NeMo Gym

View as Markdown

NeMo Gym

NeMo Gym is a library for evaluating and improving models and agents using environments. NeMo Gym provides infrastructure to develop environments, scalably run evaluation and training, and a collection of popular benchmarks and training environments.

When to Use NeMo Gym

  • You need to evaluate models or agents in stateful environments (for example, code execution, tool calling, sandboxes).
  • You want reproducible evaluation across teams using shared environments and verifiers.
  • You need to use environments at scale — multiple repeats per task, or thousands of concurrent requests for training.
  • You want to seamlessly transition between evaluation, agent optimization, and training.
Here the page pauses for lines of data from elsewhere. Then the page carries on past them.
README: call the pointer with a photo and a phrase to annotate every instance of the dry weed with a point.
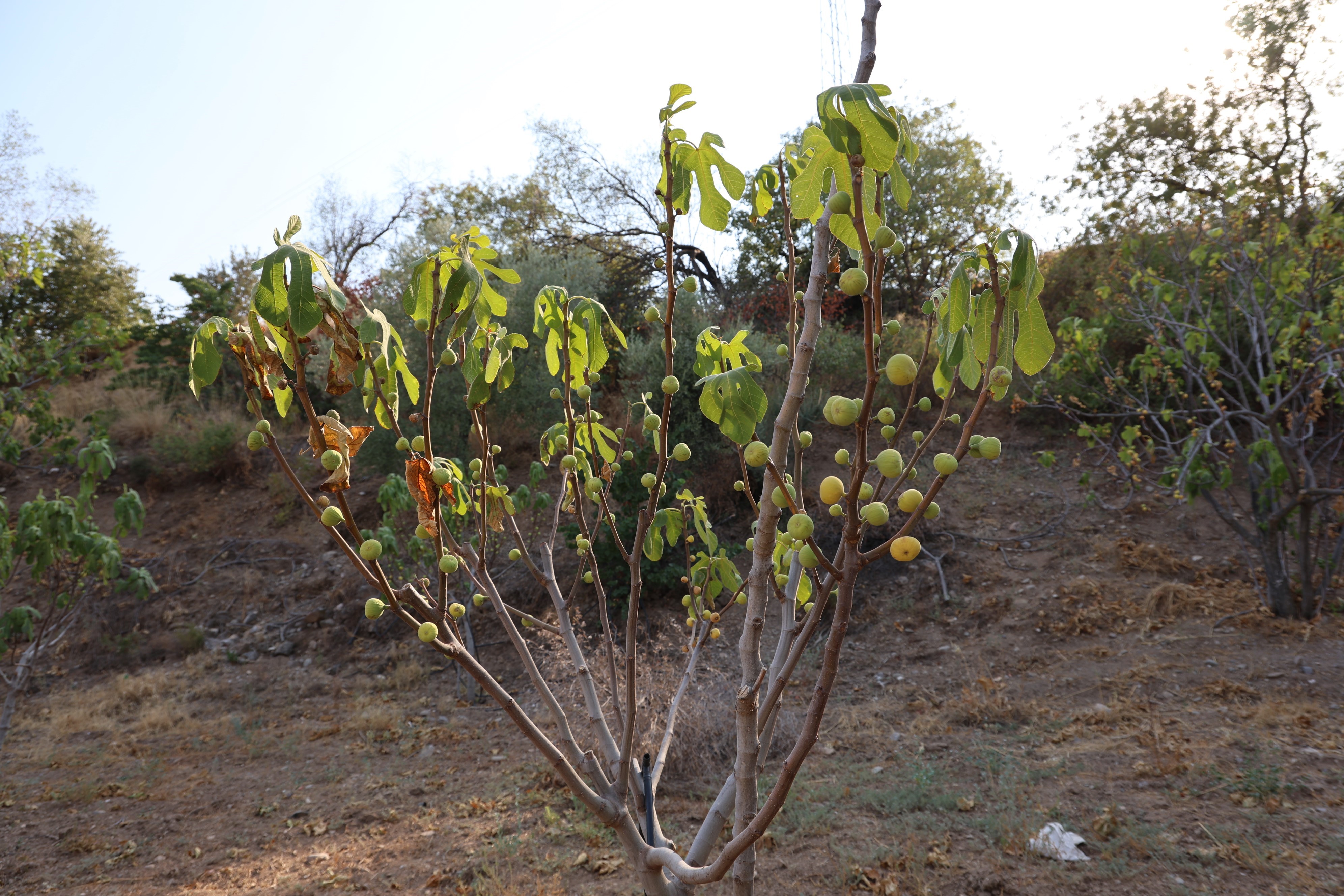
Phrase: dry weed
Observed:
(1150, 558)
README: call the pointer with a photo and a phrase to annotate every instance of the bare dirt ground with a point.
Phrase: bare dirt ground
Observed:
(1085, 668)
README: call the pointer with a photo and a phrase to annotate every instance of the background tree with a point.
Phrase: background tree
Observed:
(68, 565)
(1209, 347)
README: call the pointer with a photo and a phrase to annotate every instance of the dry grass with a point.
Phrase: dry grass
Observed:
(1170, 599)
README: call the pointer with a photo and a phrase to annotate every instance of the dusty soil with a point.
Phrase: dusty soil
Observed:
(1088, 671)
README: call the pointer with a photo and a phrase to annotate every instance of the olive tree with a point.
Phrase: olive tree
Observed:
(987, 317)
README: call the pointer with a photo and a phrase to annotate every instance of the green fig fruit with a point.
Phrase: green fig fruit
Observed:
(854, 281)
(902, 370)
(757, 453)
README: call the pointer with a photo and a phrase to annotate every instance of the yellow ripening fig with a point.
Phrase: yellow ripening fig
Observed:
(905, 549)
(902, 370)
(800, 526)
(890, 463)
(757, 453)
(831, 491)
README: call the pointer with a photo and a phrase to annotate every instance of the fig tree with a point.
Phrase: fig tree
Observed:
(909, 500)
(854, 281)
(808, 558)
(905, 549)
(757, 453)
(800, 526)
(902, 370)
(831, 491)
(890, 463)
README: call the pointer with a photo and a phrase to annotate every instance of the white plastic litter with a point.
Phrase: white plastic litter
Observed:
(1054, 841)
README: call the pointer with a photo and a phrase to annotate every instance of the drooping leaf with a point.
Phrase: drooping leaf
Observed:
(736, 402)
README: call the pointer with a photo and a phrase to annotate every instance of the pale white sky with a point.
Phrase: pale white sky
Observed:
(203, 127)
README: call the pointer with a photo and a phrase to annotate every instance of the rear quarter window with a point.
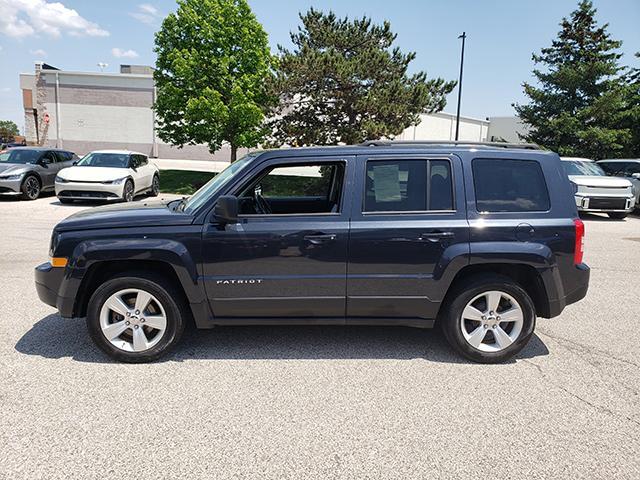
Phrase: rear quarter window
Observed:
(509, 186)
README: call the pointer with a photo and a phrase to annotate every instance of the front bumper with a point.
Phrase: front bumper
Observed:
(48, 281)
(89, 191)
(10, 187)
(606, 204)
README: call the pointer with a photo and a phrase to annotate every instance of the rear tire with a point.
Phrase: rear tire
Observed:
(114, 325)
(30, 188)
(491, 338)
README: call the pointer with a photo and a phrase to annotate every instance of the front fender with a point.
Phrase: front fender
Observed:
(90, 252)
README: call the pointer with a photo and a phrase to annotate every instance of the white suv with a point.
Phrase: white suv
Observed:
(108, 175)
(595, 191)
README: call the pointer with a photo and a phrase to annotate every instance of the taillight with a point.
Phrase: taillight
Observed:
(578, 253)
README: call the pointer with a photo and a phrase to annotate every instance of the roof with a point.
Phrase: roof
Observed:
(125, 152)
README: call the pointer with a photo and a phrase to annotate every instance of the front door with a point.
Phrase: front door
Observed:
(407, 221)
(287, 256)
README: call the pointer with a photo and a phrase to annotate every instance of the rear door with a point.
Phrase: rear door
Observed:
(287, 256)
(408, 219)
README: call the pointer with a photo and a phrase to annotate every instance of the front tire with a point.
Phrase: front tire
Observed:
(155, 186)
(128, 191)
(30, 188)
(489, 318)
(136, 318)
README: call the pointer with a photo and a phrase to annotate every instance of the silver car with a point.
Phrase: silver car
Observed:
(596, 192)
(28, 171)
(628, 168)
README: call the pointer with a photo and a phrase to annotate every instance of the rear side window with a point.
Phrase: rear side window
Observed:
(509, 186)
(408, 186)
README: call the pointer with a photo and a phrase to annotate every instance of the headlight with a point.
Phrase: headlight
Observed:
(12, 177)
(115, 182)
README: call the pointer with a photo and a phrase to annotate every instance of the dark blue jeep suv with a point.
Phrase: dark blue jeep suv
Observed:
(478, 238)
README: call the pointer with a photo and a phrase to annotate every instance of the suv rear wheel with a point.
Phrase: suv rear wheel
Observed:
(490, 319)
(136, 318)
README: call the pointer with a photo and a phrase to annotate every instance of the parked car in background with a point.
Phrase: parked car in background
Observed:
(108, 175)
(595, 191)
(482, 238)
(28, 171)
(627, 168)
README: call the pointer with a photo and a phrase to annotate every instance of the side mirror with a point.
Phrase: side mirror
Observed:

If you are scoring model outputs with a stateless check and do not need scale or training, a script is probably sufficient.

What NeMo Gym Provides

  • Modular, extensible interfaces for agents, environments, tasks, and verifiers
  • Environment hub of popular benchmarks and training environments
  • Use your own agents or choose from built-in harnesses
  • Scale to thousands of concurrent environments
  • Train with the RL framework of your choice
  • Battle-tested in production Nemotron training

NeMo Gym Product Overview

Integrations

NeMo Gym integrates with the broader agentic ecosystem:

  • Environment libraries: Seamlessly combine environments and benchmarks from other libraries alongside NeMo Gym environments.
  • Training framework libraries: Use environments for SFT and RL training.
  • Agent harnesses: Popular agent harnesses for evaluation and training available out of the box.
  • Agent framework libraries: Use your custom agent built with agent frameworks in NeMo Gym environments.
  • Sandboxes: Isolate agent runtime execution.